Es Krim Beralkohol: Krisis Keamanan Konsumen Jadi Evaluasi Pemerintah
Es Krim Beralkohol: Krisis Keamanan Konsumen Jadi Evaluasi Pemerintah
(sumber ilustrasi es krim: https://Kitakini.news/)
SuaraBaya - Sejak meraih berbagai gelar seperti Kota Pahlawan, Kota Metropolitan, Kota Terbesar Kedua, dan segala penganugerahan, menjadikan kota ini tiada hentinya menabur benih-benih inovasi. Eksperimen buta disemayamkan secara elit; tiada lakon petinggi wilayah yang turut memandu eksplorasi, tiada bunyi alarm siaga tatkala yang berbuat bertindak bejat, juga tiada satu nyawa yang sadar ketika menyantap lahap sajian pencuci mulut pada tempat-tempat terkemuka. Seharusnya tempat mahal adalah yang dikenal tertib dan dinaungi secara khusus oleh pemerintah. Kebocoran tersebut ibarat terselipnya selembar lima ribu rupiah ke dalam tumpukan uang seratus di dalam mesin atm.
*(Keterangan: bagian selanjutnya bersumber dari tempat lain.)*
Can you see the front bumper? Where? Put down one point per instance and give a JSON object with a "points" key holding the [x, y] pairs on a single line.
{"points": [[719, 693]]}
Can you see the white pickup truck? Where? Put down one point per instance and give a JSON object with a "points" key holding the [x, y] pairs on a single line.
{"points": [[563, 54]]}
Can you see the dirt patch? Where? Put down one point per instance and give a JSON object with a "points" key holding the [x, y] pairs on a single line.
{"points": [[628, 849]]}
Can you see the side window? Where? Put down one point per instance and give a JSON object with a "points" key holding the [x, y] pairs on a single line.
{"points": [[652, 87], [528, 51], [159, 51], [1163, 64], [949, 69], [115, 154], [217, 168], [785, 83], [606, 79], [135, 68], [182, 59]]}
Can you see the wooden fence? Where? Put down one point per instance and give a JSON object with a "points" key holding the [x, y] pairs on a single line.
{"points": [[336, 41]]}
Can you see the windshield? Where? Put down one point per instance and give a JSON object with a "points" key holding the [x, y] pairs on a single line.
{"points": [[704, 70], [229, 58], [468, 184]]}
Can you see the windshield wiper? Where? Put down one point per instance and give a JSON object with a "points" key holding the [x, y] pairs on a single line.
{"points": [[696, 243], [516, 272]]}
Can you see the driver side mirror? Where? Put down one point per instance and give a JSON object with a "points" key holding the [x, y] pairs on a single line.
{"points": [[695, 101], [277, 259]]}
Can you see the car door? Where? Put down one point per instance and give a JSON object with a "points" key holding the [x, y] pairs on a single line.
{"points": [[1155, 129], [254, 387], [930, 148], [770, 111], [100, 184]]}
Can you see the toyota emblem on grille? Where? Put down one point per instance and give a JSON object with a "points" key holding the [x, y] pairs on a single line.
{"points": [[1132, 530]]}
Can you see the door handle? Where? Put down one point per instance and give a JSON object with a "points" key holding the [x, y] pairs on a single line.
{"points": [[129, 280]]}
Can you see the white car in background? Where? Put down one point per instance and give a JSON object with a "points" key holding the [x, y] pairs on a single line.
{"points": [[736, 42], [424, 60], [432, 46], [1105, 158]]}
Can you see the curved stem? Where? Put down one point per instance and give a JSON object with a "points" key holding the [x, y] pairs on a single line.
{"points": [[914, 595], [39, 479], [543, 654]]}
Padahal sudah tampak bijak mesin itu menyusun algoritma yang tidak bisa ditentang dengan rumus-rumus alternatif apa pun.
Semua bertanya-tanya perihal “bagaimana semua ini bisa terjadi?”, “bagaimana mereka lolos seleksi?”, dan “bagaimana regulasi mati tanpa dieksekusi?”. Persoalan-persoalan yang sedari dulu hendak diperjuangkan kejelasan dan kemenangannya. Mati satu tumbuh seribu. Begitulah kira-kira filosofi kebobrokan sistem keamanan negeri. Terpampang mengedepankan ideologi, tetapi menunggu evakuasi dahulu baru memulai evaluasi. Bukannya berbenah justru selangkah lebih maju menciptakan degradasi baru.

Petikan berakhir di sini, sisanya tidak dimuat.